Los amigos de mi marido se ríen de él

Inés Rey ¡MADRE MÍA!

SOCIEDAD

07 ago 2016 . Actualizado a las 05:00 h.

Todas las familias felices se parecen y, en las normales, papá y mamá discuten como perros de vez en cuando. Mi marido está mosqueado desde hace días. Dice que no he dicho aún su nombre ni una sola vez en 17 artículos y que además lo dejo quedar fatal, como si fuera tonto o algo peor. «Mis amigos se ríen de mí». Normal. A partir de los 45, los hombres se ríen de cualquier cosa. Le explico, pacientemente, que quería respetar su intimidad y que el resto, aunque basado en hechos reales, son licencias pseudo literarias, sin más pretensiones que pasar un buen rato. No se queda muy convencido, así que intento suavizar la situación apelando a los sentimientos, que nuestro amor está hecho a prueba de bomba, que hemos pasado muchas juntos, buenas y malas, como cuando fuimos a esquiar y al bajar del telesilla y darse cuenta de que yo no había esquiado en mi vida, me abandonó encima de la montaña esperando al Helimer.

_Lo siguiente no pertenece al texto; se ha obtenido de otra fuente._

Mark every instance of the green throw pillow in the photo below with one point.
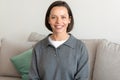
(22, 63)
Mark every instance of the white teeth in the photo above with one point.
(58, 26)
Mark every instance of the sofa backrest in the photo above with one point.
(107, 63)
(91, 45)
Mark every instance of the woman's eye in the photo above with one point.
(63, 17)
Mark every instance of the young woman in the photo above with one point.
(59, 56)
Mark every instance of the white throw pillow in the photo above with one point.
(107, 64)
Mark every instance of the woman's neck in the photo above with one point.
(59, 37)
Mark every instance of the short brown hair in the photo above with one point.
(59, 3)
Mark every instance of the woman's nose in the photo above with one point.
(59, 20)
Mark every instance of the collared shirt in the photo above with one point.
(67, 62)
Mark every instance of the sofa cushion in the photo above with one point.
(9, 78)
(8, 49)
(22, 63)
(107, 64)
(91, 45)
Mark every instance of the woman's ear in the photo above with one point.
(70, 19)
(48, 20)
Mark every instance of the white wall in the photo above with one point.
(93, 18)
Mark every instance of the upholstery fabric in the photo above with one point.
(91, 45)
(9, 78)
(22, 63)
(9, 49)
(107, 64)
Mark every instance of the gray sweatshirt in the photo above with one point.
(67, 62)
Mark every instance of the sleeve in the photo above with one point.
(82, 65)
(33, 73)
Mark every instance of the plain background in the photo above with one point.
(94, 19)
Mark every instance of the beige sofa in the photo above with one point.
(104, 57)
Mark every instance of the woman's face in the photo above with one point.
(59, 19)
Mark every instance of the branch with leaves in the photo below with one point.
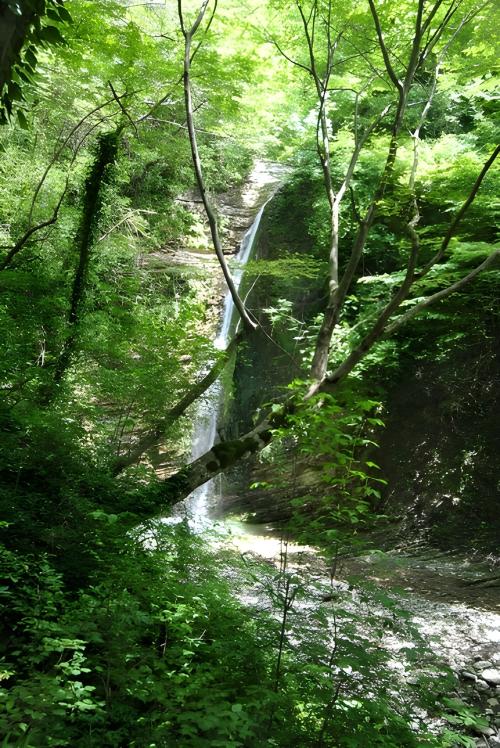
(189, 33)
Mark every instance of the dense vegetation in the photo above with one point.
(377, 267)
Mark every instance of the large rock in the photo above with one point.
(491, 675)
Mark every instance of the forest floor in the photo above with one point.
(435, 617)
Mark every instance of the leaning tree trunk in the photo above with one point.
(98, 176)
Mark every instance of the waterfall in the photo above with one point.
(197, 504)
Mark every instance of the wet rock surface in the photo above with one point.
(439, 641)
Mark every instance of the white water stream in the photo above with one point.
(455, 632)
(198, 504)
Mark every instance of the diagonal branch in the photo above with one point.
(385, 54)
(460, 214)
(424, 303)
(209, 210)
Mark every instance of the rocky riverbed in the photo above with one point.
(417, 628)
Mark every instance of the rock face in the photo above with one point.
(491, 676)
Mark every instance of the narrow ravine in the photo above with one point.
(436, 635)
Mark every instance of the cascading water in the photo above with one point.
(197, 505)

Otras terribles, como cuando después de regalarme dos entradas para el concierto de Raphael por nuestro aniversario de boda, me dio un plantón como un piano dos horas antes del concierto para irse a una cena con sus colegas. «Eso fue hace dos años, ha prescrito» se justifica. Me dice que debo valorar más todo lo que hace. «Hoy, por ejemplo, he puesto el lavaplatos». Tiene razón. Me siento mal, soy una egoísta, demasiado exigente. Lo abrazo fuerte, acerco mi boca a su oreja y le susurro cariñosamente: «Muy bien, amor mío. Estoy segura de que con esto te convalidan primero de ingeniería industrial». Hoy duermo en el sofá, por simpática.